Uno de los abogados de la AMBB consideró que el pedido de elevación a juicio por administración fraudulenta contra la cúpula de la entidad es consecuencia de una “excursión de pesca” que realizó Long cuando ordenó los allanamientos en la sede de la asociación y en los hospitales gremiales Felipe Glasman y Privado del Sur.
Y agregó: “esto es consecuencia de los allanamientos que realizó Long, ya que debían justificarse de alguna manera tan espectaculares procedimientos que sólo sirvieron para generar repercusión mediática”.
En el mismo sentido, remarcó que entre los motivos por los cuales se imputan los delitos de administración fraudulenta a los responsables de la AMBB se encuentra la donación de cuatro cubiertas para un patrullero de la policía o el cobro de gastos de representación, cuando las autoridades de la entidad lo hicieron históricamente desde su creación. “Nunca en toda mi carrera de abogado ví una imputación construida de esta manera; demuestra que debía justificarse de alguna manera el mamarracho que este fiscal heredó de Long”, enfatizó el letrado.
“Long fue el mejor defensor de Vidal”
Por otra parte, Silvestroni entendió que la justicia debiera apartar al funcionario del Ministerio Público para que se esclarezca de una vez por todas la investigación por el crimen del Dr. Felipe Glasman. “Toda su actividad terminó con la condena de Colman; a partir de ese momento, el fiscal ha decidido cerrar la puerta y no avanzar en la investigación”, sostuvo Silvestroni.

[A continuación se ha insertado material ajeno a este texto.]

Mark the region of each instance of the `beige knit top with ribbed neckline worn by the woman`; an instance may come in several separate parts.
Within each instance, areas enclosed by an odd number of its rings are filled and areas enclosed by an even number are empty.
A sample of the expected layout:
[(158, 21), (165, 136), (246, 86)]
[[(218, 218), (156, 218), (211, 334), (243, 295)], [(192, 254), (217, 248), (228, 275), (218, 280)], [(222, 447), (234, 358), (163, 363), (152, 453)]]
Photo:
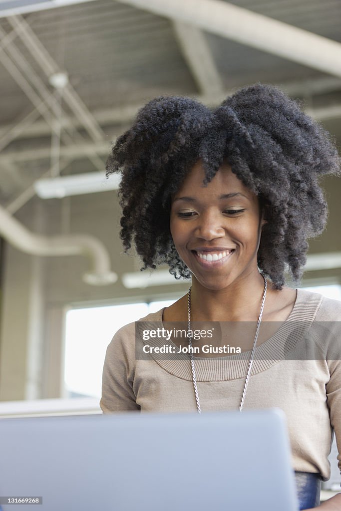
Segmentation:
[[(113, 337), (103, 369), (103, 413), (196, 410), (188, 357), (145, 354), (141, 330), (162, 327), (163, 310)], [(142, 325), (142, 326), (141, 326)], [(256, 350), (244, 410), (285, 412), (295, 471), (330, 477), (332, 429), (341, 453), (341, 302), (298, 289), (279, 330)], [(163, 343), (153, 340), (154, 345)], [(148, 341), (151, 344), (151, 341)], [(250, 352), (195, 357), (201, 411), (239, 407)], [(341, 471), (341, 455), (338, 456)]]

También acusó a Long de haber realizado un pacto con Javier Vidal, el sobrino del único condenado por el asesinato, para que declarara todo lo que pidiera a cambio de no llevarlo a juicio.
“Long ha sido el mejor defensor de Vidal, porque con las pruebas que existen cualquier otra persona habría sido llevada a juicio; de la misma manera que nadie habría sido enjuiciado por administración fraudulenta con lo que hay”, sentenció.
Finalmente, consideró “insólito” que el funcionario del Ministerio Público quiera hacerle declarar a Vidal que fue el periodista Jorge Palacio quien llevó el maletín con dinero a la policía de Tres Arroyos para que los dejaran seguir a Colman y a Vidal durante la madrugada del 29 de agosto del 2002, horas después del asesinato de Glasman.
“Es un absurdo total, ya que en ese momento Palacio estaba a 200 kms. de distancia, llorando la muerte de uno de sus mejores amigos”, concluyó.